Prodigy looping over again on the same texts to annotate

ska · September 24, 2021, 3:28pm

Hi,

I've been trying to use prodigy for some days and I find it very intuitive and useful. Howaver, I'm encountering the same problem over and over again : whenever using ner.manual or ner.correct, I'm having a "loop issue", meaning that, after 25-ish texts I am labeling, I'm coming back to the first text that was first proposed to me, then the second one etc. I'm hence forced to close the interface and relaunch it, which fixes the problem.
Are there other people facing the same types of troubles ? Do you have any solution to propose to avoid this behaviour ?
Thanks a lot in advance for you help and avise,

Best,
Stéphane

ines · September 27, 2021, 10:42am

Hi! Which version of Prodigy are you using and could you upgrade to the latest if you're not yet on that? Also, could you share some more details on how you're running the recipe, if there's anything in your prodigy.json etc?
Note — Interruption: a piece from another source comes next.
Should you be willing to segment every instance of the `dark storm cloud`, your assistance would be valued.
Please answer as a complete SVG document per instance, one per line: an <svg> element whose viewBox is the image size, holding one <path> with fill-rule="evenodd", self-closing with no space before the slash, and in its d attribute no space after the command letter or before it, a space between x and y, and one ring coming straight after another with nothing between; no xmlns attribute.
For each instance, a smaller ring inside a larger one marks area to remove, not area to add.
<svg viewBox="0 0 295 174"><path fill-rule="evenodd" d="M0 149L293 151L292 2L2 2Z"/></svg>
ska · October 4, 2021, 9:47am

Hi Ines,

Thanks for your answer !
The version we are using is not the latest one I think, it's the 1.11.3. I installed from wheel files. I'll try to update to the newest version.

Concerning the way I'm using my recipe : I'm on windows, and did not setup anything at first in my prodigy.json. I did after a while (to makes sure my prodigy.db points somewhere else) but the problem occured in both cases. Appart from that, I did nothing fancy, it was basically a first "hands-on" session.

lee · October 5, 2021, 6:12am

Even we are using the latest version, 1.11.4, we are also experiencing the same issue.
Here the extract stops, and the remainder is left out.